24.07.2008

Ligne ferroviaire Paris - Amiens - Londres : les parlementaires de la Somme au Ministère

Reunion au Ministere redim.jpg

Les parlementaires picards suivants : Daniel Dubois, sénateur ; Olivier Jardé, Jérôme Bignon, Gilbert Mathon, députés, et le député-maire du Touquet, Daniel Fasquelle, ont rencontré Michel Vermeulen, Directeur-adjoint de Dominique Bussereau au Ministère des Transports le 22 juillet dernier.


Le sujet concernait, d’une part, l’électrification de la ligne ferroviaire "Paris-Amiens-Boulogne". Les parlementaires ont demandé de toute urgence une table ronde avec la SNCF, la RFF et les trois régions concernées en présence du Ministre de façon à débattre de la mise en place, dans les plus brefs délais, d'une locomotive "bimode" sur ce trajet, et de faire le point sur l'électrification tant attendue de cette ligne.

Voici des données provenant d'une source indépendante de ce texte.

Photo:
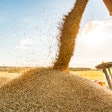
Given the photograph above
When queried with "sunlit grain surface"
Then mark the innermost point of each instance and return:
(5, 77)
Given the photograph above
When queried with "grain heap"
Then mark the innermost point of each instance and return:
(54, 91)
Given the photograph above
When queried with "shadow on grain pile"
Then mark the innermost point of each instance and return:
(44, 90)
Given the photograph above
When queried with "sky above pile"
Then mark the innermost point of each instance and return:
(29, 32)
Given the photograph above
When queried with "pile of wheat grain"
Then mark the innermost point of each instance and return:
(54, 91)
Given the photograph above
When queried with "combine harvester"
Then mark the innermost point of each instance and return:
(107, 70)
(107, 67)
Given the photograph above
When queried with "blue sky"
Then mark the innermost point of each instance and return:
(29, 31)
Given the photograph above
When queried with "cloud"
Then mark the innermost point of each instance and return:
(94, 43)
(25, 44)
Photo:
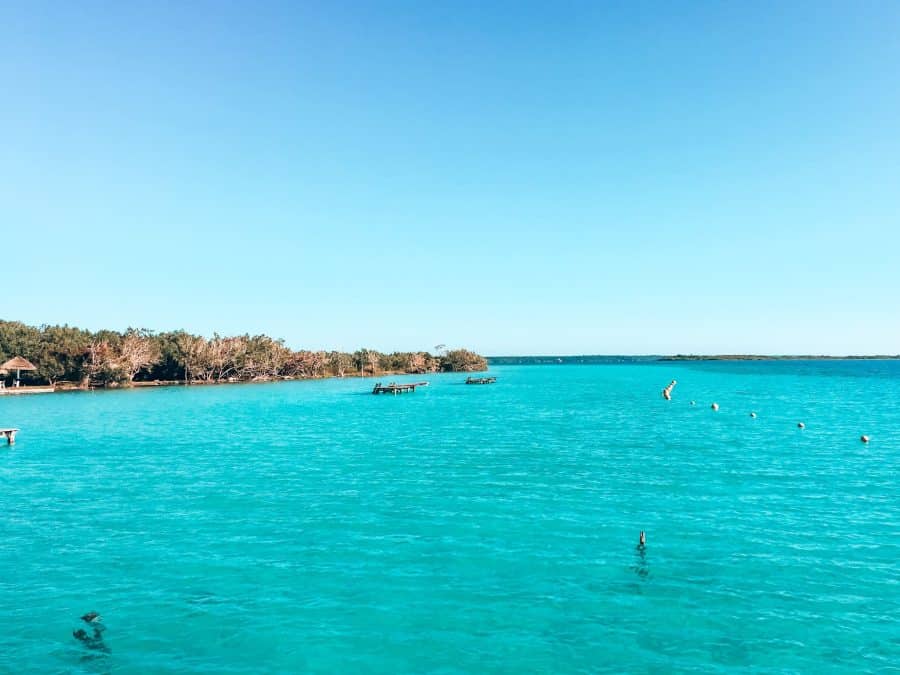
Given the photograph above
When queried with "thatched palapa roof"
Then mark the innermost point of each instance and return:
(18, 363)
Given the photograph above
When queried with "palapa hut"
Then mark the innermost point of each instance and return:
(18, 364)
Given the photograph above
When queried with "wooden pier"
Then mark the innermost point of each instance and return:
(394, 388)
(481, 380)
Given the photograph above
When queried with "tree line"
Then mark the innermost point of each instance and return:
(109, 358)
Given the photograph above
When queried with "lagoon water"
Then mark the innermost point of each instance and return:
(312, 527)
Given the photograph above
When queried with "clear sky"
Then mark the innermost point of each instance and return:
(513, 177)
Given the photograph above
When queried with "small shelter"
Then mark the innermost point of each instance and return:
(18, 364)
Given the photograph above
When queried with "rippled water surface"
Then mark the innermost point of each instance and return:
(313, 527)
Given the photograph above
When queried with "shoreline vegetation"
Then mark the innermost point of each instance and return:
(69, 358)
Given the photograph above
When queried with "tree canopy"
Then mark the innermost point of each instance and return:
(110, 358)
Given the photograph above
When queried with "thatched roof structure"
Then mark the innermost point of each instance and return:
(18, 363)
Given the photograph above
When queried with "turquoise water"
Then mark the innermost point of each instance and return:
(312, 527)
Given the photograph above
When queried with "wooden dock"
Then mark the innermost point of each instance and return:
(481, 380)
(394, 388)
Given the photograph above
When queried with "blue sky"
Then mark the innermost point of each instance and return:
(516, 178)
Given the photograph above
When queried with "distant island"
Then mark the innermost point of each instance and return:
(765, 357)
(655, 358)
(69, 357)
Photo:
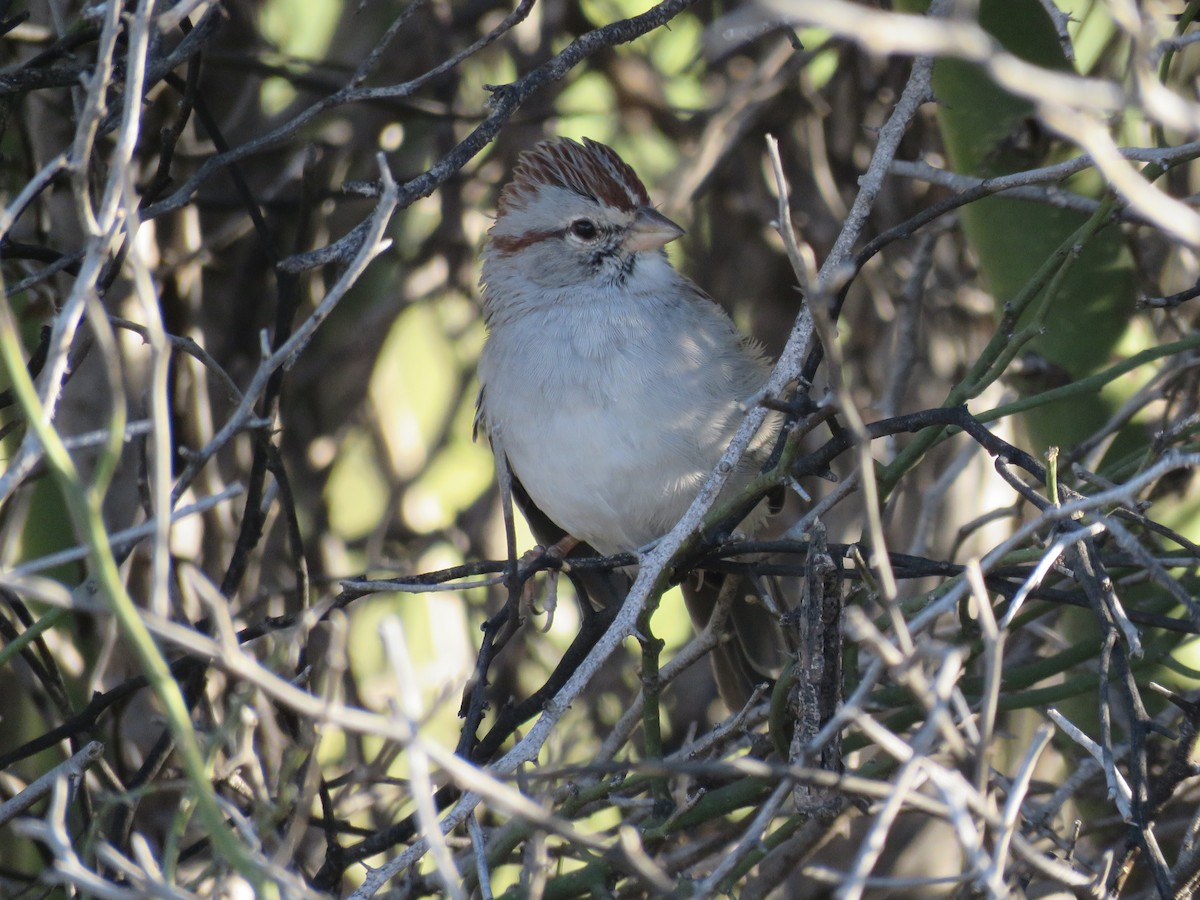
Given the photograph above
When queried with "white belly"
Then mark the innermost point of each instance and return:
(612, 431)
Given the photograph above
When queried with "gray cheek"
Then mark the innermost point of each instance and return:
(557, 265)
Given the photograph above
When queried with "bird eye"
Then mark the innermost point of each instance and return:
(583, 229)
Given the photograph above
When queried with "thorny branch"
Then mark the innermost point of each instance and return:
(1063, 616)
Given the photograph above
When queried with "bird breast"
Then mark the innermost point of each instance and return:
(613, 414)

D’autre part, les parlementaires vont proposer un amendement dans le cadre du projet de loi Grenelle 1 de façon à ce que soit clairement affirmée la volonté du gouvernement et du législateur de créer à moyen terme une Ligne à Grande Vitesse Paris-Amiens-Londres via la Côte d'Opale et la Côte Picarde.

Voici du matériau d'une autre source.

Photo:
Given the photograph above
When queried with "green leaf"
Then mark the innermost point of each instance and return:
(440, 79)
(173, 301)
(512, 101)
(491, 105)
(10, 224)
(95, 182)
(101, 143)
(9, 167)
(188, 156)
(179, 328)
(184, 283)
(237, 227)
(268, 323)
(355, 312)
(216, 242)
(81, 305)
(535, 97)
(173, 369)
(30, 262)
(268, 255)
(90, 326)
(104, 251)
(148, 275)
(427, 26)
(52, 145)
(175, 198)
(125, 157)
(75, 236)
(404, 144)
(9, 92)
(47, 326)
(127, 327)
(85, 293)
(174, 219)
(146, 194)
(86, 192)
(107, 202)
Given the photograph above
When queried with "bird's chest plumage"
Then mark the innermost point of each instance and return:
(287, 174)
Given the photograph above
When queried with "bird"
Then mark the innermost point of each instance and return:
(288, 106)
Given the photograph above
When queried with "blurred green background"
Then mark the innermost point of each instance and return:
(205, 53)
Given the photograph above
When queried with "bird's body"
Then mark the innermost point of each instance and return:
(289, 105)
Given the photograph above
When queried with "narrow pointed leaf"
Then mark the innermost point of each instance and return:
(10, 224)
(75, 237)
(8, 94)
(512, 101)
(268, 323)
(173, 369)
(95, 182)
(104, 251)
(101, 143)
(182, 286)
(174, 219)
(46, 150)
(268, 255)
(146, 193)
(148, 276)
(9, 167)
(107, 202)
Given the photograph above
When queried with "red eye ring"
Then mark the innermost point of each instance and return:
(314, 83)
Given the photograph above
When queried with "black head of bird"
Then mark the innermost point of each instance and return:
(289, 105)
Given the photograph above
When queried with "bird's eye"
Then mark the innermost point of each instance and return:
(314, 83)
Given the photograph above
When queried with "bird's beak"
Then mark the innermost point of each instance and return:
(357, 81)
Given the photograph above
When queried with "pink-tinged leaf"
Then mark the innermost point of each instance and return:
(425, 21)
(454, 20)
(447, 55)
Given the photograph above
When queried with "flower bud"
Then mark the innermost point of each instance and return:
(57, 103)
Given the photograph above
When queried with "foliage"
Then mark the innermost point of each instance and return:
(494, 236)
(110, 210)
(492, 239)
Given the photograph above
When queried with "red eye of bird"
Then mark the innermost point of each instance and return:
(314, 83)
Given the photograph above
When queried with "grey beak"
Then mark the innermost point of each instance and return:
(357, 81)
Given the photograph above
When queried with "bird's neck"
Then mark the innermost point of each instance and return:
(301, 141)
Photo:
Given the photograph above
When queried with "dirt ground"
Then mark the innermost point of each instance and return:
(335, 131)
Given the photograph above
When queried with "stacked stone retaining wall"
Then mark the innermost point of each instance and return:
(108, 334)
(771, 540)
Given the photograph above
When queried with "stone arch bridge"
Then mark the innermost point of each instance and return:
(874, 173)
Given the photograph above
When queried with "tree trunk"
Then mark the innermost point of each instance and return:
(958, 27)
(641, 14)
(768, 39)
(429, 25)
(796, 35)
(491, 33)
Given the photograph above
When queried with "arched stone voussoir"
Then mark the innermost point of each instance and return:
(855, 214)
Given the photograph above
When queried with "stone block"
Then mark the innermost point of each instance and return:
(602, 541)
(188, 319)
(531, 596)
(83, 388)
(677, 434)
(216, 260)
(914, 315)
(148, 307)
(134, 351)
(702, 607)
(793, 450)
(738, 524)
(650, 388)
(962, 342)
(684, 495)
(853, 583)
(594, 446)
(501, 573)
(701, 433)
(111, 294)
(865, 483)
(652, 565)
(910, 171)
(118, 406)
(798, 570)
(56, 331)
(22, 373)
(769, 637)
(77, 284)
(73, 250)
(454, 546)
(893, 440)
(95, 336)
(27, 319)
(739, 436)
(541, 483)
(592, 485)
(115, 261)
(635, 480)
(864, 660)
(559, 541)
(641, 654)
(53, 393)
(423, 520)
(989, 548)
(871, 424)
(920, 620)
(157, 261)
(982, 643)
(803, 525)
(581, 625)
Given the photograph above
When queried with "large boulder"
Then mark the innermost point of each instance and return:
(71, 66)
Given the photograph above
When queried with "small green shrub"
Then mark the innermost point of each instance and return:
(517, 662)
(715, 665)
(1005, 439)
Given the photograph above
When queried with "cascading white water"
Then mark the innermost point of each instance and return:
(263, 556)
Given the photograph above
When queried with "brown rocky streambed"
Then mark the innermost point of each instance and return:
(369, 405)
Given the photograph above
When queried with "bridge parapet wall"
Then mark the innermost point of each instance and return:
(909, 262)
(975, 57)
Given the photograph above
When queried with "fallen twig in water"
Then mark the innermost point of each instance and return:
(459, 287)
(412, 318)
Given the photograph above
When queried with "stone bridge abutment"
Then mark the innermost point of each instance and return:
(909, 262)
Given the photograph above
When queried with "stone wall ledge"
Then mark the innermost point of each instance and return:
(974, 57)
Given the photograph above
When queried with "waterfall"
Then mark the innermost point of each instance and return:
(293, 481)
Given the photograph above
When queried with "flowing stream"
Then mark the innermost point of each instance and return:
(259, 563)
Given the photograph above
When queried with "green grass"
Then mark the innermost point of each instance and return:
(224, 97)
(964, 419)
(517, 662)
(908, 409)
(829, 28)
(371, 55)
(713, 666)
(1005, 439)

"Déjà en 2005, le ministre des Transports de l'époque, Gilles de Robien, avait plaidé en ce sens, arguant qu'il fallait "faire cette ligne parce que c'est la plus courte, on gagne 20 minutes". Depuis novembre 2007, l'Eurostar relie Paris à Londres en 2h15 minutes, contre 2h35 auparavant."

(lire la dépêche AFP ci-après.)

 

Dépêche AFP – 22 juillet 2008
Des parlementaires plaident pour un TGV Paris-Londres via Amiens


PARIS, 22 juil 2008 (AFP) - 19h24 heure de Paris - Des parlementaires du Pas-de-Calais et de la région Picardie, de droite, du Nouveau Centre et de gauche, ont à nouveau plaidé pour la création d'une ligne TGV Paris-Londres via Amiens, mardi auprès du cabinet du secrétaire d'Etat aux Transports, Dominique Bussereau.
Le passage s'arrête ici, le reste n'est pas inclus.